Christophe est très attaché à l’Ukraine. Et pour cause : son épouse est née dans ce pays, qu’elle a quitté il y a 24 ans. « Lorsqu’il m’a annoncé son projet, j’étais agréablement surprise et un peu stupéfaite. C’est extraordinaire et je ressens une immense fierté pour cela », témoigne Ilona. Il y avait aussi beaucoup de crainte « Ma meilleure amie, qui est basée en Ukraine, nous a aidé pour gérer les papiers. Elle nous a rassurés et a préparé un chemin à peu près sécurisé pour Christophe et le convoi. »

Elle aurait souhaité l’accompagner mais la place était déjà prise par leurs fils, âgé de 33 ans, qui parle ukrainien. « Déjà deux personnes de la même famille, c’était beaucoup.

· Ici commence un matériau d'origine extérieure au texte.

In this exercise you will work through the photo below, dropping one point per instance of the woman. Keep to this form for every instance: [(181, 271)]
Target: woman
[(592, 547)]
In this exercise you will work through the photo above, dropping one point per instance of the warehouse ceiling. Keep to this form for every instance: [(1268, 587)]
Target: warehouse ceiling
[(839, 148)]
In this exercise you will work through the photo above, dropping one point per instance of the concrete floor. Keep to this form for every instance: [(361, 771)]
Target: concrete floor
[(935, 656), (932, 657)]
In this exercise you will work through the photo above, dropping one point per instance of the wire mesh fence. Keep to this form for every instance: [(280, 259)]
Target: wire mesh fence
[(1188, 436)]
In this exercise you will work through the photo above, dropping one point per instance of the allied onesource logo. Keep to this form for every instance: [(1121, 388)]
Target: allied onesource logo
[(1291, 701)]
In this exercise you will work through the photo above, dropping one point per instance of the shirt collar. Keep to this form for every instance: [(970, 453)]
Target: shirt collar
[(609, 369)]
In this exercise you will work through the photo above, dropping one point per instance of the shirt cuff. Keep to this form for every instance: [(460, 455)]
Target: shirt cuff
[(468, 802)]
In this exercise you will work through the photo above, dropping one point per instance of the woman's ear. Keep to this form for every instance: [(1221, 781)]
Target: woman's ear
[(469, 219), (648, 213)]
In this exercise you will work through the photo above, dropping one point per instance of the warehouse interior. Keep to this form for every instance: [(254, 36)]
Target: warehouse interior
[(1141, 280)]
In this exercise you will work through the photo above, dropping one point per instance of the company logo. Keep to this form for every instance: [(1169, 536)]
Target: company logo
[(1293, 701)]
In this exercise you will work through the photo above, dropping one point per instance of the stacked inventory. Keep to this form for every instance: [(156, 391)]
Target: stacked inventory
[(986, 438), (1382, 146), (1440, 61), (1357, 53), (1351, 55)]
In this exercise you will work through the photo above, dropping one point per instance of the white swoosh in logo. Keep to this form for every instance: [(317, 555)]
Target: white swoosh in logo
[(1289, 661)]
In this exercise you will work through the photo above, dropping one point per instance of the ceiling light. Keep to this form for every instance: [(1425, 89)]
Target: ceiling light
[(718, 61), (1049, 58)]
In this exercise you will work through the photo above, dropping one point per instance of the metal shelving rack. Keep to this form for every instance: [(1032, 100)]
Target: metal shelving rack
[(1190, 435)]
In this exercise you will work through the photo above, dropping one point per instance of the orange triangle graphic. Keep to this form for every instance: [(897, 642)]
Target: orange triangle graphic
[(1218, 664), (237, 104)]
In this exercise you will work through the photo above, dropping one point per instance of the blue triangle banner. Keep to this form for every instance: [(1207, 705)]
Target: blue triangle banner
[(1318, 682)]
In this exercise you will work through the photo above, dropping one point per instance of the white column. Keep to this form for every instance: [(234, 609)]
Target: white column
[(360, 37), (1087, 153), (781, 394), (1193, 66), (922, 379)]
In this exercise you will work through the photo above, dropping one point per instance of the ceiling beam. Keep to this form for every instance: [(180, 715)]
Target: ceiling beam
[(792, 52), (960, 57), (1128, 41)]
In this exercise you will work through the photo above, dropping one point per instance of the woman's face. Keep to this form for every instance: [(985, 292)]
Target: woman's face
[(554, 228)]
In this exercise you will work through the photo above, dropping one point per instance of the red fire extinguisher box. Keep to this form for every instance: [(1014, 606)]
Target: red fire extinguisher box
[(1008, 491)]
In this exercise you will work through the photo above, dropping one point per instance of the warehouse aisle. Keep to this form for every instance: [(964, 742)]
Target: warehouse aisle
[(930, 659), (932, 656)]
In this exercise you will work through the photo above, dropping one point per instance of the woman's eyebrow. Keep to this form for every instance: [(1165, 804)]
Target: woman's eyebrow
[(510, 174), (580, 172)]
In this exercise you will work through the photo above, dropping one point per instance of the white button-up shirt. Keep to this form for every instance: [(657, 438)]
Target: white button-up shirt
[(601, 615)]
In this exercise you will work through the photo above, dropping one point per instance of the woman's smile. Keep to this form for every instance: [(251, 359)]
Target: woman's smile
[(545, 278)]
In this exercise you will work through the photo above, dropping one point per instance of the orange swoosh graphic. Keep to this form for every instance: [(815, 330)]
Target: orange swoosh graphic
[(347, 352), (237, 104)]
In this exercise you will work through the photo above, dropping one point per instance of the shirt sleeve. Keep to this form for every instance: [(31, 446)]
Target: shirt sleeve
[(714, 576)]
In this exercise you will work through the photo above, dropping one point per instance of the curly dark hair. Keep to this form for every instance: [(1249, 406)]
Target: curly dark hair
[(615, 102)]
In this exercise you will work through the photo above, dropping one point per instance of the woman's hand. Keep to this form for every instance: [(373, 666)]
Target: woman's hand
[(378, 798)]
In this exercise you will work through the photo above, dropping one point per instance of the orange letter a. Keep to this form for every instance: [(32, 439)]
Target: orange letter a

Je suis restée à la maison pour m’occuper des trois autres enfants », explique-t-elle.

J’ai eu plus de facilité à gérer ce convoi parce qu’ils ont tous été vraiment parfaits à chaque moment

En mai, l’équipe est revenue de cette deuxième mission avec un sentiment positif. « Celui du travail accompli. L’objectif était atteint. Sur les deux convois, on est parvenus à transporter énormément de choses. » Les douze chauffeurs ont alterné leur place au volant. « L’idée, c’était de ne quasiment jamais s’arrêter en route, sauf pour changer de chauffeur et faire le plein de carburant. »

Un carburant qui aurait pu manquer. « On en trouvait jusqu’en Pologne. Puis, à partir de la frontière ukrainienne, on a roulé durant 450 kilomètres sans voir une station ouverte. » Un handicap qui avait été anticipé, suite à la première expérience. « On avait prévu une remorque avec trois futs de carburant, pour pouvoir être autonome. Ce qui correspond à une moyenne de 30 litres par camion, que nous avions déclarés. »

Ce qui, sur le chemin du retour, a finalement coûté plus cher que prévu. « Au moment de revenir, à la frontière polonaise, on nous a pris, un peu, pour des contrebandiers. Malgré l’aide du Consulat, on nous a contraints à retourner en Ukraine. Et là on a revendu notre stock de carburant restant à un Ukrainien à un prix dérisoire. Ce qui nous a permis enfin de retourner en Europe, à vide. On a perdu plus de huit heures pour traverser cette frontière », se souvient-il.

Malgré cette péripétie, l’équipe garde un bon souvenir. « Ce fut un moment fabuleux. Désormais, on forme une petite famille. Cela crée des liens. Il n’y avait que des gens biens. J’ai eu plus de facilité à gérer ce convoi parce qu’ils ont tous été vraiment parfaits à chaque moment », confirme Christophe Caillet.

Il s’est d’ailleurs appuyé sur sa vie personnelle pour se préparer. « Je fais du rallye automobile. J’ai participé à cinq rallyes Monte-Carlo. Cela m’a permis de savoir organiser des grosses manifestations. C’est un peu comparable. On apprend à être carré et de prévoir le pire. » Ce qui s’est avéré très utile. « En Tchéquie, le moteur d’un des camions a cassé. On a décidé de tirer le véhicule pendant 200 kilomètres pour ne pas perdre de temps, tout en cherchant des solutions. Et, finalement, on a racheté un camion. »

L’ensemble des convois a pu être financé grâce à de nombreuses aides. « Elles nous ont permis de boucler les deux budgets. On a reçu des aides versées par énormément de particuliers et des entreprises. Ainsi que des municipalités. Il y a eu énormément de générosité », résume-t-il.